The Republican ascendancy has brought with it some remarkable conservative revisions of history and literature. Various politicians
and scholars have encouraged us to think nostalgically about the past. Longing for a golden age before the welfare state, some of
these commentators would like to take us back to Victorian Britain in search of enlightened models of social policy and personal morality.
The leading Republican champion of Victorianism is Gertrude Himmelfarb. In a recent New York Times Op-Ed article, Himmelfarb advanced her cause by attacking the greatest critic of Victorian mores, Charles Dickens. In
Himmelfarb’s view, Dickens was a befuddled bleeding heart. Too many readers, she contends, have misread his novels (particularly
Oliver Twist) as reliable renderings of the Victorian era.

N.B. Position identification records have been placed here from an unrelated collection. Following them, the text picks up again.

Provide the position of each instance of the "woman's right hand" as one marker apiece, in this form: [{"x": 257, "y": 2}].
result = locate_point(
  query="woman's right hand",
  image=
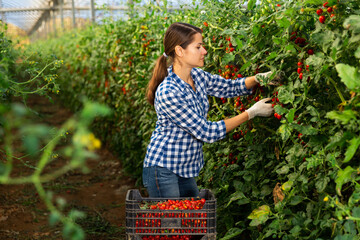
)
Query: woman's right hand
[{"x": 261, "y": 108}]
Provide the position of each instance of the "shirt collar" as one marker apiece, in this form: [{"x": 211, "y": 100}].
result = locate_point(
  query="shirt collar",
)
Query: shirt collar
[{"x": 177, "y": 79}]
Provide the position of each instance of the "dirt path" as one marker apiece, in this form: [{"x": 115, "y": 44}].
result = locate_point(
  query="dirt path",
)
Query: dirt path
[{"x": 100, "y": 194}]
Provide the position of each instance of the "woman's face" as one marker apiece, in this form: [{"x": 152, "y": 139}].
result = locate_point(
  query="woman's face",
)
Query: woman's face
[{"x": 194, "y": 53}]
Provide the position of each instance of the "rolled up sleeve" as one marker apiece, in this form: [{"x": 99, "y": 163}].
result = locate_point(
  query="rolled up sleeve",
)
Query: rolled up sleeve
[{"x": 218, "y": 86}]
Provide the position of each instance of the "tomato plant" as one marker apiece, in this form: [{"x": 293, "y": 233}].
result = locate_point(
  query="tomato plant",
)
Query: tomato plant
[{"x": 291, "y": 176}]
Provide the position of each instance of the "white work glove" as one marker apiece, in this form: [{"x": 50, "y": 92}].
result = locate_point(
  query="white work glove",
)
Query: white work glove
[
  {"x": 260, "y": 77},
  {"x": 261, "y": 109}
]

Chastity, cleanliness, and shame, she insists, were the reigning values in mid-nineteenth-century Britain, not the callousness and greed that Dickens described. The Victorians nobly sought to uplift the poor,
notably with the passage of the 1834 Poor Law and with the construction of homes for orphans and wayward children. In the Poor Law’s workhouses and in the orphanages, the Victorians gave the poor what they truly needed—a roof, some food, honest work, and plenty of
moral guidance. Dickens simply got things wrong. The real-life Oliver Twists dwelled not in Dickensian hellholes but in benevolent, well-maintained, spiritually elevating institutions.